The EBIT formula is calculated by subtracting cost of goods sold and operating expenses from total revenue. This formula is considered the direct method because it adjusts total revenues for the associated expenses. The indirect method starts with net income and backs out interest expense and taxes.What is a good cash ratio?
A ratio above 1 means that all the current liabilities can be paid with cash and equivalents. A ratio below 1 means that the company needs more than just its cash reserves to pay off its current debt. Any ratio above 1 is considered to be a good liquidity measure.What is a good profitability ratio?
Profitability ratios are a class of financial metrics that are used to assess a business's ability to generate earnings relative to its revenue, operating costs, balance sheet assets, and shareholders' equity over time, using data from a specific point in time. 1:47.What does the cash coverage ratio tell us?
The cash coverage ratio is useful for determining the amount of cash available to pay for a borrower's interest expense, and is expressed as a ratio of the cash available to the amount of interest to be paid.
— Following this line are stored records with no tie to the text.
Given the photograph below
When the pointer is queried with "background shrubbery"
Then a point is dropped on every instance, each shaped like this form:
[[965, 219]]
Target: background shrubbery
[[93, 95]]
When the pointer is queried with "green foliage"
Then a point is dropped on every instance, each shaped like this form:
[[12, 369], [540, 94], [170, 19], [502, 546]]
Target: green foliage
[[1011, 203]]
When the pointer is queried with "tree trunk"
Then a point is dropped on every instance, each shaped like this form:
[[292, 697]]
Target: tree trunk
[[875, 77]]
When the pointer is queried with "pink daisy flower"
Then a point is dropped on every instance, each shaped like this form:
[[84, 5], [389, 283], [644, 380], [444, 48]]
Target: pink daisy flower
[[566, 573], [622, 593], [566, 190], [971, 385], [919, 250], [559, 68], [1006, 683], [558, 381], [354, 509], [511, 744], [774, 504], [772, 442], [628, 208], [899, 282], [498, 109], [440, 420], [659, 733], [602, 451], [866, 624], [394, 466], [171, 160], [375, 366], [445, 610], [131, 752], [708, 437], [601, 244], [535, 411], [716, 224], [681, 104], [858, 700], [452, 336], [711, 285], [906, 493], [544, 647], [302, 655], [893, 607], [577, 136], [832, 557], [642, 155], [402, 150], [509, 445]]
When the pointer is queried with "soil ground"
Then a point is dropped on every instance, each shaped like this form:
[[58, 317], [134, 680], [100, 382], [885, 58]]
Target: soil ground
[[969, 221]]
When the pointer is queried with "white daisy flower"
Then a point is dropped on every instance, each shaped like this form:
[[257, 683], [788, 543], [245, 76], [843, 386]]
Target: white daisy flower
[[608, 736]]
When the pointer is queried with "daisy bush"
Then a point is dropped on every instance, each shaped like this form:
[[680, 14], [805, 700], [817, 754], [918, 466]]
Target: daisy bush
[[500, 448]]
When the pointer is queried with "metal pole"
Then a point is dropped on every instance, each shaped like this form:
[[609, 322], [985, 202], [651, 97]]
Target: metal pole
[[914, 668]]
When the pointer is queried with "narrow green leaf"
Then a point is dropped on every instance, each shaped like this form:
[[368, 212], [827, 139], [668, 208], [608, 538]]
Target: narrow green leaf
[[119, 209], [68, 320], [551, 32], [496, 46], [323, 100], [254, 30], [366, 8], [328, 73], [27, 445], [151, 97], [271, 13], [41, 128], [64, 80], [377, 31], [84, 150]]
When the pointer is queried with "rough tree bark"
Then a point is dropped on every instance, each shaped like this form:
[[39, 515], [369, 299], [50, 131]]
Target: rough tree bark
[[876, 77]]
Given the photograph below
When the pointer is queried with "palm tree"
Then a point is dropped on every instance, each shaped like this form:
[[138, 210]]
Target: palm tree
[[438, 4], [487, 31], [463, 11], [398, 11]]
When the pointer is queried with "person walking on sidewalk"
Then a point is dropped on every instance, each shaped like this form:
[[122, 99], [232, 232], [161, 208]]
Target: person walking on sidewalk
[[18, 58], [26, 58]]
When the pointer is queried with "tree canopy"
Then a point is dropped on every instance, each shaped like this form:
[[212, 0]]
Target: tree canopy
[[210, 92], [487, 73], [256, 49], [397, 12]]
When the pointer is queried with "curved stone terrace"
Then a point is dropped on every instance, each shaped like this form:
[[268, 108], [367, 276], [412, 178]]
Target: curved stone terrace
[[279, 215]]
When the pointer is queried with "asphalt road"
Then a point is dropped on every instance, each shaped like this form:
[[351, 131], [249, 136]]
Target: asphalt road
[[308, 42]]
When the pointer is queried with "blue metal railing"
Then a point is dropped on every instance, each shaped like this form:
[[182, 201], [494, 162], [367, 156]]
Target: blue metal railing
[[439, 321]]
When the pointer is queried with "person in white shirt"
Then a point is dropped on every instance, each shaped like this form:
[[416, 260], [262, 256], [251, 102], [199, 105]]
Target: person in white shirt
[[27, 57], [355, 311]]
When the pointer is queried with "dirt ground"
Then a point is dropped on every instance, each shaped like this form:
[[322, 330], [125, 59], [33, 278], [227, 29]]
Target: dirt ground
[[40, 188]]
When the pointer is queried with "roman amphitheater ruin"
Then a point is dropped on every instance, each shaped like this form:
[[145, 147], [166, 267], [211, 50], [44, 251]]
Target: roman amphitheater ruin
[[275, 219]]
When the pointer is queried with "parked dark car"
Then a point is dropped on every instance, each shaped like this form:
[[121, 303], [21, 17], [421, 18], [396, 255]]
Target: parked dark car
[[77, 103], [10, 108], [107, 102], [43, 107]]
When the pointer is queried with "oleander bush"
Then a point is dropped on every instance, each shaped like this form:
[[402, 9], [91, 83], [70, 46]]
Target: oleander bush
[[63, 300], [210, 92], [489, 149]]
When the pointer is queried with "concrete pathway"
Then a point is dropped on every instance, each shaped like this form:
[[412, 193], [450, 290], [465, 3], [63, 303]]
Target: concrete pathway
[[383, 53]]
To show a sufficient ability to pay, the ratio should be substantially greater than 1:1.How is leverage ratio calculated?
Leverage = total company debt/shareholder's equity. Count up the company's total shareholder equity (i.e., multiplying the number of outstanding company shares by the company's stock price.) Divide the total debt by total equity. The resulting figure is a company's financial leverage ratio.What is inventory turnover ratio?
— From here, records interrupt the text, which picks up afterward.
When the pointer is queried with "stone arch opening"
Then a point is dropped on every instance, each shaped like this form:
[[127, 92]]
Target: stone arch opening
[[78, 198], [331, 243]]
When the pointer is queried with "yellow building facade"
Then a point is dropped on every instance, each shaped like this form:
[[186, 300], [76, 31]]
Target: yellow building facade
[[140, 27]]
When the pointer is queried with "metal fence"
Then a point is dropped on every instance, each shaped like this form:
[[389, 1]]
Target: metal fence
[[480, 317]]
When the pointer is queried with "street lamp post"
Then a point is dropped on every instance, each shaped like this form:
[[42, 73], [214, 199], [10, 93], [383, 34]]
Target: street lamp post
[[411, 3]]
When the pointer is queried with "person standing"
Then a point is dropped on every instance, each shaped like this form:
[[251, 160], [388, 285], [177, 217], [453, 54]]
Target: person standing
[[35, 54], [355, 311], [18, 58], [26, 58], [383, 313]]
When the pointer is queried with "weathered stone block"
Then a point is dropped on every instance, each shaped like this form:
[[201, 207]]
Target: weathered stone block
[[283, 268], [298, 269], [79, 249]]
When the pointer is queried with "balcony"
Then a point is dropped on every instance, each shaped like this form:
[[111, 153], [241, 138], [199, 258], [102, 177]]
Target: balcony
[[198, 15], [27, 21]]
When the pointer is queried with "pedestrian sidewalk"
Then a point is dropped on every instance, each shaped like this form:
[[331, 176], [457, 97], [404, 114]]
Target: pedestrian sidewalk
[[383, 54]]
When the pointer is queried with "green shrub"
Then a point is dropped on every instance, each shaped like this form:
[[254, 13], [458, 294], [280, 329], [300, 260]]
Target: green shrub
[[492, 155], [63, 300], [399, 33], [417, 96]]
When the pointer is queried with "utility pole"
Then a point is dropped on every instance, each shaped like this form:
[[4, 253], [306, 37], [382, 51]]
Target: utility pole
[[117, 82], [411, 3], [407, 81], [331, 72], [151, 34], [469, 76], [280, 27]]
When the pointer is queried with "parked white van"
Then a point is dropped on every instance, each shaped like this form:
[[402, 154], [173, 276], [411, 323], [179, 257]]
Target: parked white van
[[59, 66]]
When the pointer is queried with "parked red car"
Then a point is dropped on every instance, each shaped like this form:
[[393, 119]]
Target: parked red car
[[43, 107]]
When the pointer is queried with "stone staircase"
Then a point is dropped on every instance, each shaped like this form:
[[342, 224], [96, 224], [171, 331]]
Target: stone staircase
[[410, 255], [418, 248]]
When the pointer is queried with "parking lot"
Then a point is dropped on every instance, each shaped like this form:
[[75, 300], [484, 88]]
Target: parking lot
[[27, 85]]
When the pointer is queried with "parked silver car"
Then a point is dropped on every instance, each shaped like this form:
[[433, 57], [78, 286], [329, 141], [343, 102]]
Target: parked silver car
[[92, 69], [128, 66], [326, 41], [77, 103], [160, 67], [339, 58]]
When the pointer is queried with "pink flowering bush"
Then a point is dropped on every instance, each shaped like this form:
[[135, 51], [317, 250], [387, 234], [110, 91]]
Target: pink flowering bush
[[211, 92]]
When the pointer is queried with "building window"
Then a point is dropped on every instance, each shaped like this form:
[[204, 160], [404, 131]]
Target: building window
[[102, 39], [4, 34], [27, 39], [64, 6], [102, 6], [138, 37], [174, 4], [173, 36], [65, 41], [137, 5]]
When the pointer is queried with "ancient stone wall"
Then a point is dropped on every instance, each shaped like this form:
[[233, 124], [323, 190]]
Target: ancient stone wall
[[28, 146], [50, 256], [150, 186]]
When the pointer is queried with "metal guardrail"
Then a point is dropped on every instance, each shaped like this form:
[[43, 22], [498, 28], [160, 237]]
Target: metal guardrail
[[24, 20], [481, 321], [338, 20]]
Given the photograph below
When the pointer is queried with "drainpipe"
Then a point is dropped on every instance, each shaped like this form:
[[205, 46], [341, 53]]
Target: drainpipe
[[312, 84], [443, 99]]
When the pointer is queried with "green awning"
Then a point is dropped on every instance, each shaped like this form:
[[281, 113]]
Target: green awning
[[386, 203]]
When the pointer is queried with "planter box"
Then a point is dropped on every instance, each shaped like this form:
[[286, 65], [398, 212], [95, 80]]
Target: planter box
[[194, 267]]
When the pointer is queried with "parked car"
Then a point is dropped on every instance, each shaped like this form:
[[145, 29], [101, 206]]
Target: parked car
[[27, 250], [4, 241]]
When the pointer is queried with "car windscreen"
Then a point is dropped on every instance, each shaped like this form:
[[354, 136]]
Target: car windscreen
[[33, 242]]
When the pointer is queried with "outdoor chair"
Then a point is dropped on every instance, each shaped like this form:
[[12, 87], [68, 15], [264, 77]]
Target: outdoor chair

Inventory turnover is a ratio showing how many times a company has sold and replaced inventory during a given period. A company can then divide the days in the period by the inventory turnover formula to calculate the days it takes to sell the inventory on hand.What are activity ratios?
Activity ratios are a category of financial ratios that measure a firm's ability to convert different accounts within its balance sheets into cash or sales. Activity ratios are also commonly known as efficiency ratios.What is a liquidity ratio?
In accounting, the term liquidity is defined as the ability of a company to meet its financial obligations as they come due. The liquidity ratio, then, is a computation that is used to measure a company's ability to pay its short-term debts. It is followed by the acid ratio, and the cash ratio.What is total debt?
Total debt is the sum of all long-term liabilities and is identified on the company's balance sheet.What is fixed charge coverage ratio?
The fixed charge coverage ratio is a financial ratio that measures a firm's ability to pay all of its fixed charges or expenses with its income before interest and income taxes.Is trademark an asset?
A popular trademark among customers is often called a brand. Trademarks are assets of a business. They are included under intangible assets in the balance sheet. For the purpose of accounting, a trademark is capitalized, meaning that it is recorded in the books of accounts as an asset through a journal entry.Is a higher or lower interest coverage ratio better?
When a company's interest coverage ratio is only 1.5 or lower, its ability to meet interest expenses may be questionable. A higher ratio indicates a better financial health as it means that the company is more capable to meeting its interest obligations from operating earnings.